I really should make it a point to update my blog more frequently -since that's the reason why people have a blog in the first place. To start this entry, I guess I'll write about what's weighing on my mind currently. I know it sounds cliche but the recent calamities that have hit Myammar and China have struck a cord with me. Something tugs at my heart each time i see pictures on the newspapers and the plight of innocent people suffering in these places makes me feel that sometimes I take what I have for granted -literally. I mean, there are thousands out there who are in pain, waiting for aid, and have no idea when their next meal is going to be but here I am in Singapore - thinking of which movie to watch next, which shopping mall is having sale and worrying about spending too much money when people out there have literally lost everything in their lives. I feel guilty already. Although I know it is impossible for me to physically bring food and clothing to them, I guess that being appreciative of what I have does help to lessen my guilt. Fern once told me that she thinks I'm very blessed. I'll never ever forget this line of hers because I think she hit the nail right on the head. God has never failed to provide for me all these years. I've never been the smartest, tallest, slimmest or best looking gal around but in His own way, He has made my paths straight. He saw me through every exam (I hate exams!), every painful night in my honours year, every tear-stained eye after I broke up with my ex and moulded me slowly to what I am today. He has given me a good job, a supportive family, nice colleagues and great friends who stand by me through so many seasons. I am very blessed.
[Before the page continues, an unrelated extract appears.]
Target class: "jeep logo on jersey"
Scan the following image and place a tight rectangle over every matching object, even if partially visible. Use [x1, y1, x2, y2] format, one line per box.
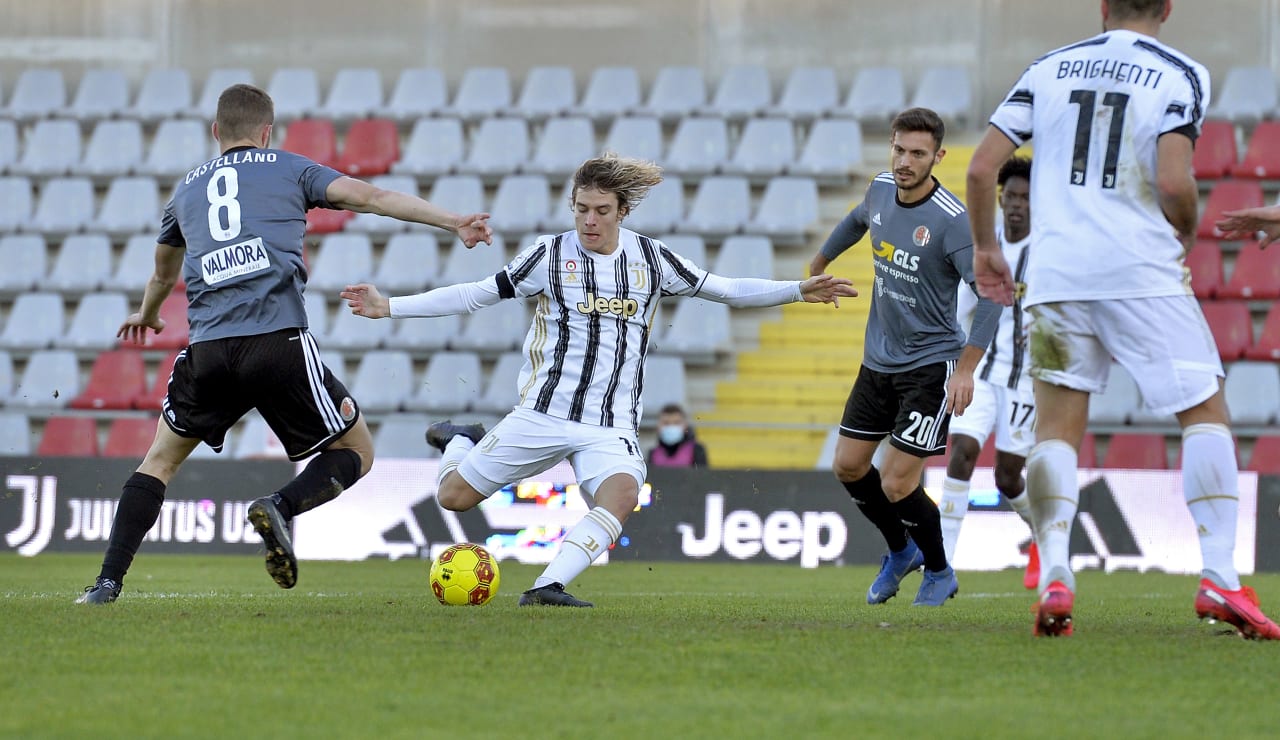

Rev Teo talked about Proverbs 21:15 today 'Many are a man's plans but it's the Lord's will that prevails'. I am once again reminded that while I can fight and wrestle with God, I cannot outdo Him and I am totally powerless if I decided to go against Him. I think too often, I let my own preferences, choices and fancies take precedence that I forget to ask if this is what God wants for me. I make my own decisions without praying hard enough and simply put, i don't let God be God. I seriously think I need to re-examine my life and where God is in the whole scheme of things.
For a start, I'm going to make it a point to go back to CG every forthnight. I've been too much of a procrastinator and it's time to go back to reconnect with the CG people and God..for a new start.